Enfin, je suis convaincu que la force défensive que l’AI a choisi d’utiliser, à savoir un coup de feu, constituait une force raisonnable. Si l’agent avait des raisons de craindre que le plaignant était sur le point de lui tirer dessus, possibilité qu’il ne pouvait exclure pour les raisons susmentionnées, seule la puissance d’arrêt immédiate d’une arme à feu allait pouvoir le protéger.

Pour les raisons susmentionnées, il n’y a pas lieu de porter des accusations criminelles contre l’AI dans cette affaire.
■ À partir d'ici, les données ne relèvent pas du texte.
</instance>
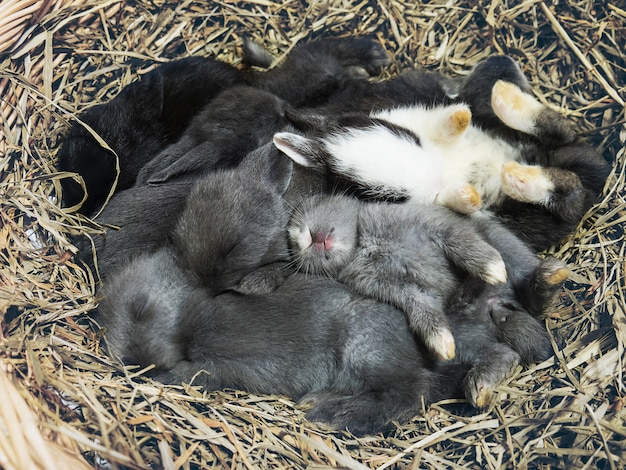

Le dossier est clos.

Date : 21 octobre 2025

Approuvé électroniquement par

Joseph Martino

Directeur

Unité des enquêtes spéciales

Notes

  • 1) Sauf indication contraire, les renseignements fournis dans cette section reflètent les renseignements fournis à l’UES au moment de la notification. Ils ne reflètent pas nécessairement les faits constatés par l’UES dans le cadre de son enquête. [Retour au texte]
  • 2) Les documents suivants contiennent des renseignements personnels délicats qui ne sont pas divulgués, comme le prévoit le paragraphe 34 (2) de la Loi de 2019 sur l’Unité des enquêtes spéciales. Les principaux éléments des documents sont résumés ci‑dessous. [Retour au texte]

Note:

La version originale anglaise signée du rapport fait autorité. En cas de divergence entre cette version et les versions anglaise ou française en ligne, la version originale anglaise signée du rapport l’emporte.